Lutte contre la traite au Tchad : mobilisation renforcée des autorités
Le Tchad renforce ses actions pour éradiquer la traite des êtres humains, avec une implication accrue des secteurs judiciaires et sécuritaires.
Une réponse judiciaire et sécuritaire renforcée
Les autorités tchadiennes ont lancé une campagne ciblée contre la traite des personnes, en ciblant particulièrement les femmes et les mineurs, souvent victimes d’exploitation sexuelle ou de travail forcé. Une circulaire officielle a été diffusée aux responsables des forces de l’ordre et de la justice pour rappeler les procédures strictes à appliquer.
Cadre légal et conventions internationales
Le Tchad, engagé depuis 2009 dans la lutte contre la criminalité transnationale organisée, a renforcé son arsenal juridique avec des textes comme l’ordonnance Nº006/PR/2018 et la loi Nº12/PR/2018. Ces mesures visent à encadrer les poursuites et à protéger les victimes de ce fléau social.
Méthodes de suivi et coordination interinstitutionnelle
Les enquêtes doivent être menées avec célérité, les procès-verbaux rédigés sans délai et les dossiers transmis systématiquement aux tribunaux compétents.
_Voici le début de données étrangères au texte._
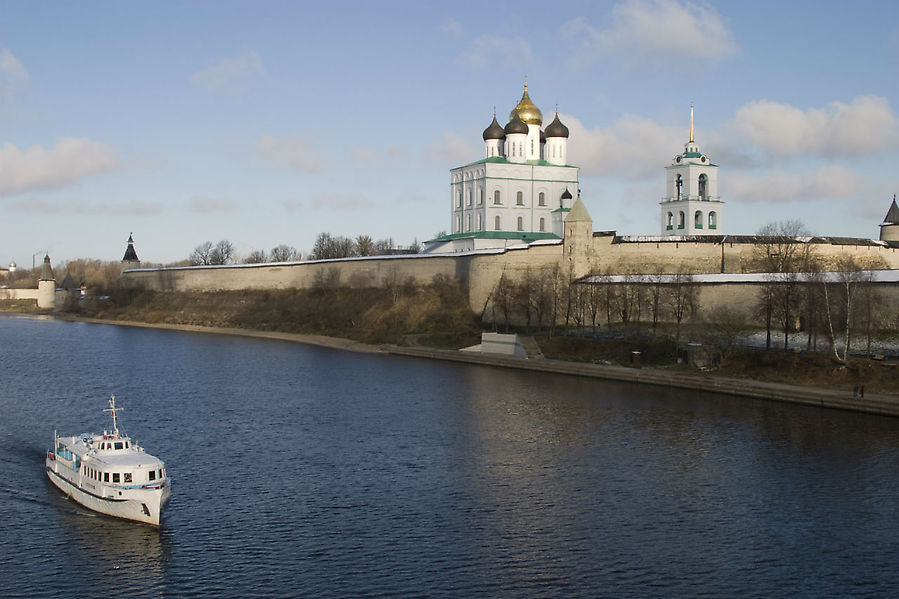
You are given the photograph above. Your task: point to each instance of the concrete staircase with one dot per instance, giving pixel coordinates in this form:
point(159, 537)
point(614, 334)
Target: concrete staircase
point(530, 345)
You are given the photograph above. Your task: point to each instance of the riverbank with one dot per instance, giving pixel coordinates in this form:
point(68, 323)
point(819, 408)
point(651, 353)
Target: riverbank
point(887, 405)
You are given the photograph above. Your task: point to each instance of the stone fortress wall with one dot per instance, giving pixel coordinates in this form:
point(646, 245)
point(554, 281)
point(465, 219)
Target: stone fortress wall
point(581, 253)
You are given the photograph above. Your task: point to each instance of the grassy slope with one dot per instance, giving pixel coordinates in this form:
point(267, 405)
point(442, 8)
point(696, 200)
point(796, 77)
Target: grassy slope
point(438, 316)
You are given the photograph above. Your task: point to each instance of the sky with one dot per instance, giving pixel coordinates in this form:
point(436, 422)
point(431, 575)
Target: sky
point(267, 123)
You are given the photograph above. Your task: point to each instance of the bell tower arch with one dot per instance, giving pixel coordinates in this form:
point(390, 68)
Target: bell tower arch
point(691, 205)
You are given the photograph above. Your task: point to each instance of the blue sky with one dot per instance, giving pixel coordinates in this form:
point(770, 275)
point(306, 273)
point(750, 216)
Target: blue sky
point(267, 123)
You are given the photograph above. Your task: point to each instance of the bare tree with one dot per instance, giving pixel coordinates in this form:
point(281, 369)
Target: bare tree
point(364, 246)
point(524, 295)
point(255, 257)
point(284, 253)
point(504, 299)
point(327, 247)
point(782, 251)
point(840, 298)
point(383, 246)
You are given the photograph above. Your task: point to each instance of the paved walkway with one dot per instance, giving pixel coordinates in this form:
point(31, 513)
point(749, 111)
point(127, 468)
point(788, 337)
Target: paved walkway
point(887, 405)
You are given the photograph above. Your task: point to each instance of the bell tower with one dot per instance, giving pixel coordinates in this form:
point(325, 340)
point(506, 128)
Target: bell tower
point(691, 205)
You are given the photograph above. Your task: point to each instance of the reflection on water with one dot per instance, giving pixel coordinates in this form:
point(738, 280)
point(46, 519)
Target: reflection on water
point(309, 472)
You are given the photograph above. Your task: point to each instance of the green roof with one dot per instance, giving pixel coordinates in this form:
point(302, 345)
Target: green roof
point(502, 160)
point(525, 236)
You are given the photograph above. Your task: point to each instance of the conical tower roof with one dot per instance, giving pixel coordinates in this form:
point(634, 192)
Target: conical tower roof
point(46, 271)
point(892, 217)
point(556, 128)
point(578, 213)
point(494, 131)
point(516, 125)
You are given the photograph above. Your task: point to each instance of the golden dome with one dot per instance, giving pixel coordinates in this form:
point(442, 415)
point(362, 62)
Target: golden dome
point(526, 110)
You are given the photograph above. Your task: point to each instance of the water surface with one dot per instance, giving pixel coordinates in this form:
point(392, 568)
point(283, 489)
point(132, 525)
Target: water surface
point(307, 472)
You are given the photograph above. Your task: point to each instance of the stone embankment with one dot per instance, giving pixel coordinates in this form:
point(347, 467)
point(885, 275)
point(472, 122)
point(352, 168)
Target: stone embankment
point(811, 396)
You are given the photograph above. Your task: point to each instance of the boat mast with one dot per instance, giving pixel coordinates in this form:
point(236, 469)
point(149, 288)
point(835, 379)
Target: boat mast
point(112, 410)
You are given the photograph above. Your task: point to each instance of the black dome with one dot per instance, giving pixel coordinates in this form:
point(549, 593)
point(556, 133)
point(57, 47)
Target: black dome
point(494, 131)
point(516, 125)
point(556, 128)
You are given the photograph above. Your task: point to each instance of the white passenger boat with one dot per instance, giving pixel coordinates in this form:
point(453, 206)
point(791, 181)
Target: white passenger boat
point(110, 473)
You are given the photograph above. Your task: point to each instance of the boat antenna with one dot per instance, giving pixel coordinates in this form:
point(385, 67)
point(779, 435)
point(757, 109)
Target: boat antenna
point(112, 410)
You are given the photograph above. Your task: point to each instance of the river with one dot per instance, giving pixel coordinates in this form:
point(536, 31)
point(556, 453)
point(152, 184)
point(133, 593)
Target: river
point(302, 471)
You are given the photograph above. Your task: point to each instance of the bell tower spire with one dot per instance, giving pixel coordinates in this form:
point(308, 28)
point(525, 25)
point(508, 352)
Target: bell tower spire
point(691, 123)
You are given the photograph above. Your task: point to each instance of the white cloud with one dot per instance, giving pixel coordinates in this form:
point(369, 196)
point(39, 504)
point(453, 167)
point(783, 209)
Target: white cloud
point(833, 182)
point(633, 147)
point(452, 149)
point(375, 156)
point(66, 163)
point(864, 126)
point(207, 204)
point(348, 202)
point(511, 52)
point(12, 74)
point(293, 152)
point(452, 28)
point(82, 207)
point(665, 29)
point(229, 73)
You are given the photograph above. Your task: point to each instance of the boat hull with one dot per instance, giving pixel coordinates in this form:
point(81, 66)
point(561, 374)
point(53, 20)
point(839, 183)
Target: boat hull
point(140, 505)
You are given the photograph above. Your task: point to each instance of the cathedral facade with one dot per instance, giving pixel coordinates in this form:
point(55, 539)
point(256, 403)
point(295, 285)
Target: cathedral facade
point(691, 205)
point(519, 192)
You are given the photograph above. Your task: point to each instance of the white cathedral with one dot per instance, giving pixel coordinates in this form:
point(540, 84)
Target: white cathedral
point(691, 205)
point(523, 188)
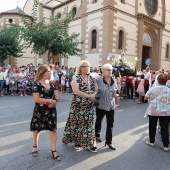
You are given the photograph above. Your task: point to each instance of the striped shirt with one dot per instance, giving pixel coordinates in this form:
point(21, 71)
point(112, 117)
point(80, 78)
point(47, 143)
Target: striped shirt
point(106, 93)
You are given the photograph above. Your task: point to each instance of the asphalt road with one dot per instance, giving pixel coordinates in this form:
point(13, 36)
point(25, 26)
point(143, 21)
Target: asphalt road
point(129, 135)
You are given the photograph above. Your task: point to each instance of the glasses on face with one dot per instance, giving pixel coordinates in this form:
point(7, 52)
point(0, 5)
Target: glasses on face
point(85, 66)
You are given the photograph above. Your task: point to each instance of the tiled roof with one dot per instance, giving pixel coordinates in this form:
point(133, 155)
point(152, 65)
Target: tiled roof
point(14, 11)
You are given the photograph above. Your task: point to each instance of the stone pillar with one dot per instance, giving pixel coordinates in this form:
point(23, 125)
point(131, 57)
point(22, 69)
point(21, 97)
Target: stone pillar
point(140, 43)
point(83, 27)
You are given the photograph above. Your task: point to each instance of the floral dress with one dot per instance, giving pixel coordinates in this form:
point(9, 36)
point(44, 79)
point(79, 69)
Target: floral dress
point(22, 85)
point(79, 127)
point(141, 89)
point(44, 118)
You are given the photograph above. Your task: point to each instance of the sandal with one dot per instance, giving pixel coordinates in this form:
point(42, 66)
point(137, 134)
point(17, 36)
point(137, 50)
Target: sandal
point(56, 158)
point(34, 153)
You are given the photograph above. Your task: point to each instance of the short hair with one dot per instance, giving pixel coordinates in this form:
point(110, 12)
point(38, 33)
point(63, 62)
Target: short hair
point(80, 64)
point(106, 66)
point(40, 72)
point(162, 79)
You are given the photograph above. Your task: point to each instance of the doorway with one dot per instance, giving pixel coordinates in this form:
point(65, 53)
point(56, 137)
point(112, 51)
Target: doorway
point(146, 53)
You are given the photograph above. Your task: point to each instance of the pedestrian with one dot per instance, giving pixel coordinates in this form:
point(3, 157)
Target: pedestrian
point(141, 89)
point(118, 86)
point(159, 109)
point(44, 115)
point(147, 83)
point(1, 81)
point(63, 83)
point(13, 76)
point(107, 95)
point(79, 126)
point(22, 84)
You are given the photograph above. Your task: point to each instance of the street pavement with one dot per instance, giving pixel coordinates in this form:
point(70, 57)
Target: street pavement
point(129, 135)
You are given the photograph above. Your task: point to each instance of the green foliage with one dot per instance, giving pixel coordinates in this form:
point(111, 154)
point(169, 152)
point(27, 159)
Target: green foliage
point(52, 38)
point(10, 43)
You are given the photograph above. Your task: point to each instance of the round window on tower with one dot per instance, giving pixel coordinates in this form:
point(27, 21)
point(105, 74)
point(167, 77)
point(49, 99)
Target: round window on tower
point(151, 6)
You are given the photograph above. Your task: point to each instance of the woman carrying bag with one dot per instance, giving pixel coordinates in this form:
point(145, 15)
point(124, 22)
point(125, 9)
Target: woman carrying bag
point(159, 109)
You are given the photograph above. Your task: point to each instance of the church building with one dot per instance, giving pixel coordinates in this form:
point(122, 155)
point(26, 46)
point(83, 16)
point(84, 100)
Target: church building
point(134, 30)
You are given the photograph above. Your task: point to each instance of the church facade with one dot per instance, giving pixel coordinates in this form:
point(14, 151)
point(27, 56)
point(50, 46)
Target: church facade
point(134, 30)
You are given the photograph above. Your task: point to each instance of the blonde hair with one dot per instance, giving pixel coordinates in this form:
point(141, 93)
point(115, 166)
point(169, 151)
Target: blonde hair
point(80, 64)
point(41, 70)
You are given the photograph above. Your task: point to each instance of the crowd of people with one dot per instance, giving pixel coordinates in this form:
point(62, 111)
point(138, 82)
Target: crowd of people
point(97, 88)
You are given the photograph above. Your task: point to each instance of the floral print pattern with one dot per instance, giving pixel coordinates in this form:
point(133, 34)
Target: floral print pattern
point(159, 97)
point(79, 127)
point(44, 118)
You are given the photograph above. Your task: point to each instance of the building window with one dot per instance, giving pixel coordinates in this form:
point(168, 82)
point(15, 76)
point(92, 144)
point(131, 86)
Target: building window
point(151, 6)
point(122, 1)
point(167, 51)
point(94, 39)
point(59, 15)
point(94, 1)
point(10, 20)
point(121, 36)
point(74, 12)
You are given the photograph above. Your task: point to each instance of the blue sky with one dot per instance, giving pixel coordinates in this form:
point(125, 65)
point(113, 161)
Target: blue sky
point(6, 5)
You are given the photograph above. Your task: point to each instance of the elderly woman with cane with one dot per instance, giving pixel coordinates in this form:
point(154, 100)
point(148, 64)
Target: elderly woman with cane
point(159, 109)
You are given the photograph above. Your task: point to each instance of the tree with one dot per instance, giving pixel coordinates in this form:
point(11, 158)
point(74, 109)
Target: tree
point(10, 43)
point(53, 38)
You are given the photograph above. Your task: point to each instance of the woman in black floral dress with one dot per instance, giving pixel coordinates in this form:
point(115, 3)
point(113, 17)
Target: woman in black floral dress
point(79, 127)
point(44, 114)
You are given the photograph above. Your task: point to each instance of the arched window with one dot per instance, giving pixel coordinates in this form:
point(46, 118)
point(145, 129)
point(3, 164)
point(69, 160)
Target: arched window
point(121, 36)
point(94, 39)
point(74, 12)
point(94, 1)
point(151, 6)
point(167, 51)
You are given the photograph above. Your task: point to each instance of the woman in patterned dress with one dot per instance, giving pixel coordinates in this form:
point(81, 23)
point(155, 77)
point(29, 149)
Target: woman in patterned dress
point(22, 85)
point(44, 115)
point(79, 127)
point(13, 81)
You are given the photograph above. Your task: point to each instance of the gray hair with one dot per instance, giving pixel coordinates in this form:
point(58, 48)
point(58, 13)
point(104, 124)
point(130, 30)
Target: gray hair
point(80, 64)
point(107, 66)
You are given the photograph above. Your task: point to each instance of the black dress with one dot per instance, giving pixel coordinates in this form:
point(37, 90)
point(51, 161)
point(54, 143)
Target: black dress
point(44, 118)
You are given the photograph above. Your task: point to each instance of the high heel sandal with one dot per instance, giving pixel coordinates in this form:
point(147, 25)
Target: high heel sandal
point(56, 158)
point(34, 153)
point(110, 146)
point(98, 139)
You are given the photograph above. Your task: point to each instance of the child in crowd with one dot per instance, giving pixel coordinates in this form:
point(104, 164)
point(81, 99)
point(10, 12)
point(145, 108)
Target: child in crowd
point(63, 83)
point(141, 89)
Chaque affaire est également transmise au Secrétariat Général du Ministère de la Justice et à la Commission Nationale de Lutte contre la Traite des Personnes pour un suivi rigoureux.
Rôle clé des délégués provinciaux
Les représentants locaux sont désormais chargés de veiller à l’application scrupuleuse des directives nationales. Leur mission inclut la collecte de données pour constituer une base nationale, essentielle à l’élaboration d’une stratégie globale et efficace contre ce phénomène.
Cette mobilisation sans précédent marque une étape décisive dans la protection des populations vulnérables au Tchad.